Perhaps the world’s greatest living novelist, Count Lev (Leo) Nikolayevich Tolstoy died on November 20, 1910, at the age of 82.

 

In his most famous works, War and Peace and Anna Karenina, as well as in dozens of other novels, plays, and stories, Tolstoy addressed with keenness and sensitivity the consequences of the social contradictions engulfing Russia during his long life—which had seen the manumission of the serfs in 1861 and the first working class revolution in 1905. That his works had such resonance outside of Russia is a testament to the novelist’s deeply realistic grasp of the drama and tragedy in social relationships. It is also testament to the flowering of Russian literature. When Tolstoy was young Pushkin, Lermontov, and Gogol were still alive; Dostoyevsky, Turgenev and Chekhov were his contemporaries; Gorky and Yesenin had emerged by the time of his death.

These same social contradictions, coupled with his aristocratic background against which he rebelled but could not overcome, colored Tolstoy’s social thought, with less happy results. He was an eclectic—a Christian spiritualist, vegetarian, opponent of socialism, and pacifist—whose theory of non-violent protest was ineffective against the brutalizing power of the czar. Yet Tolstoy’s sympathy for the peasants and the downtrodden could impart even to his politics a sincere outrage.

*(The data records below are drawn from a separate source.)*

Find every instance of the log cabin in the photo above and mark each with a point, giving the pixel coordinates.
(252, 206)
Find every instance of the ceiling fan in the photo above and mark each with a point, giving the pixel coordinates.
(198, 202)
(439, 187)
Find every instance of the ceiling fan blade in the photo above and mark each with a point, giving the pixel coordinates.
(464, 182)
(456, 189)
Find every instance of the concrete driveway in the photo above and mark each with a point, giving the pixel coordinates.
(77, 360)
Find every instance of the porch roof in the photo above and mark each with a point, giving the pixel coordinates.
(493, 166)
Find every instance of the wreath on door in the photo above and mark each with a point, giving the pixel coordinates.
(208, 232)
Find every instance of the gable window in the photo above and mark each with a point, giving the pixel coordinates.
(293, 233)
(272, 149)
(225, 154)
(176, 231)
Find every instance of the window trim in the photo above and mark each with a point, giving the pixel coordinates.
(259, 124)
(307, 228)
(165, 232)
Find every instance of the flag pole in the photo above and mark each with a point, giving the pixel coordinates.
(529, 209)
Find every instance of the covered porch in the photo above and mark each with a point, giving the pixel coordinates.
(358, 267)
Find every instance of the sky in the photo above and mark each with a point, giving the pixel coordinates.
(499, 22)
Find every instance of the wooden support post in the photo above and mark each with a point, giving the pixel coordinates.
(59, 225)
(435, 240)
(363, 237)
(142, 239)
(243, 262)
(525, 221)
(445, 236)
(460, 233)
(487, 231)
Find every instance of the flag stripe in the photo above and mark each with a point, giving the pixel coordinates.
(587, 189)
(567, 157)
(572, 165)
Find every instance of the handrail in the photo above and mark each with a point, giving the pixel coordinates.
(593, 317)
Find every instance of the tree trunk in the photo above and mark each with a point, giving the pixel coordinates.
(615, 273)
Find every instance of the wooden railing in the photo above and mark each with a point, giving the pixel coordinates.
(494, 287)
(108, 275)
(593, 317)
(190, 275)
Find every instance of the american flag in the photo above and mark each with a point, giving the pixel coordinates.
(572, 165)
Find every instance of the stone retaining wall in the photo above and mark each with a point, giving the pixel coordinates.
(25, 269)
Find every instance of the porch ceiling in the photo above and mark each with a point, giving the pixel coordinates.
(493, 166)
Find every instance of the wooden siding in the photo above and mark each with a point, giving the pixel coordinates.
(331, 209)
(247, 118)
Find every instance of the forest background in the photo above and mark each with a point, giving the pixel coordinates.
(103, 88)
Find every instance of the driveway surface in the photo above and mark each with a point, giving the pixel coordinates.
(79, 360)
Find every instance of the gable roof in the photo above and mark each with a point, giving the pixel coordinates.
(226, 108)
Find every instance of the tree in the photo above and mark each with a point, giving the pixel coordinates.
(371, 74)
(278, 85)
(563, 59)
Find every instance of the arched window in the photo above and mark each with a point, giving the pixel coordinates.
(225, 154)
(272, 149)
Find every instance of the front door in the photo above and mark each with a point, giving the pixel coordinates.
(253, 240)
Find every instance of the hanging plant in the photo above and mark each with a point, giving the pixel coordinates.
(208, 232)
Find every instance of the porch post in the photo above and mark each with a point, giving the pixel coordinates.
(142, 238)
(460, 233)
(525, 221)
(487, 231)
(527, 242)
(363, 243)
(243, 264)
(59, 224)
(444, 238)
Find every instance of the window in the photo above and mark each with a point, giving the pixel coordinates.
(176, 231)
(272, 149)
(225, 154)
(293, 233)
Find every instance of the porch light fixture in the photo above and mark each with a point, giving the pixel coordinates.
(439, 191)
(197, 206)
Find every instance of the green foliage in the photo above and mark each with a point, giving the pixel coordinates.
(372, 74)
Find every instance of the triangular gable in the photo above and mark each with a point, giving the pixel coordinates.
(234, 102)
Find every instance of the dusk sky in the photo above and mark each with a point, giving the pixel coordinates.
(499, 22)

Trotsky, himself a master of Russian prose, wrote the following about Tolstoy two years before the latter’s death. “[T]hough he refuses a sympathetic hearing to our revolutionary objectives, we know it is because history has refused him personally an understanding of her revolutionary pathways. We shall not condemn him. And we shall always value in him not alone his great genius, which shall never die so long as human art lives on, but also his unbending moral courage which did not permit him tranquilly to remain in the ranks of their hypocritical church, their society and their state but doomed him to remain a solitary among his countless admirers” (Tolstoy: Poet and Rebel).